Kisah Bayu Aji Rakit Generator Listrik Tenaga Manusia untuk Cas Gawai

Kamis, 2 Februari 2023 08:36 Reporter : Aksara Bebey
Kisah Bayu Aji Rakit Generator Listrik Tenaga Manusia untuk Cas Gawai Bayu Aji manusia generator listrik asal Bandung. ©2023 Merdeka.com

Merdeka.com - "Tangan di atas lebih baik daripada tangan di bawah. Dan Iblis itu paling benci sama orang yang terkena musibah atau tertimpa kesusahan tapi tetap ingat tuhan,".

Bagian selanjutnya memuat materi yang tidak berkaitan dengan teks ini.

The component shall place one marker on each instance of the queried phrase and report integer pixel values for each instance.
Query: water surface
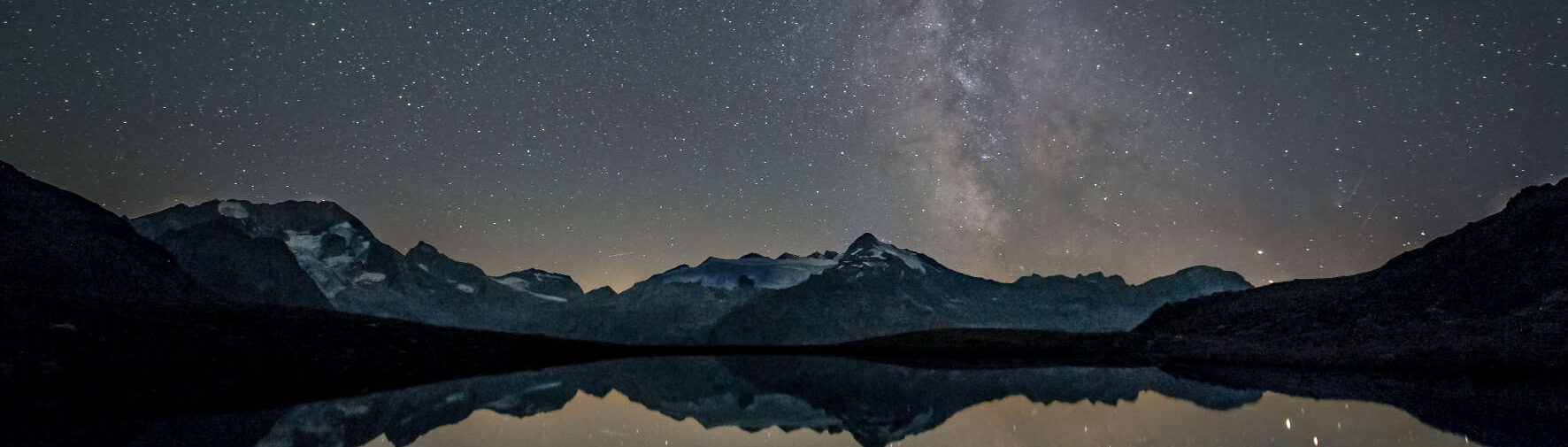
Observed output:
(850, 402)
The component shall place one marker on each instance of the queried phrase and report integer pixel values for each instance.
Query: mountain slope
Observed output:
(1496, 290)
(61, 245)
(350, 267)
(879, 289)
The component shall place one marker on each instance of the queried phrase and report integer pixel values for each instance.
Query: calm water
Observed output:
(845, 402)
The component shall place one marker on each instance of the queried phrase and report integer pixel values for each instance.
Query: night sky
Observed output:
(611, 140)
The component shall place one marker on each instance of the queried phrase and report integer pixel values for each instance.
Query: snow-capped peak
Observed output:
(867, 251)
(761, 270)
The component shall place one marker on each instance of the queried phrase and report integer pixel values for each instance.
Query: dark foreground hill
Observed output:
(93, 314)
(1490, 296)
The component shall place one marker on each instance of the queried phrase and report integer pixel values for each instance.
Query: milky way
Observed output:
(611, 140)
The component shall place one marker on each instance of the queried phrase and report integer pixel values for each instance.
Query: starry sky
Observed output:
(613, 140)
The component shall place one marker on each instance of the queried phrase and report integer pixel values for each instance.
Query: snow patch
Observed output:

Bayu Aji tak ingat secara persis di mana ia mendapatkan kalimat-kalimat itu. Yang jelas, deretan kata-kata itu menjadi prinsip yang terus diusahakan tertanam di dalam hidup maupun cara mencari penghidupannya.

Pria kelahiran Bandung tahun 1973 ini menjadi salah satu potret warga 'Kota Kembang' yang berada di bawah garis kemiskinan. Ia menyadari itu. Namun pantang baginya untuk mengais belas kasihan dari orang-orang.

Selama 10 tahun terakhir, ia membuka layanan semir sepatu di Jalan Japati, Kota Bandung. Lokasinya dekat dengan kantor Telkom. Jam makan siang menjadi waktu yang ditunggu-tunggu, karena pada saat itulah peluang besar mendapat uang.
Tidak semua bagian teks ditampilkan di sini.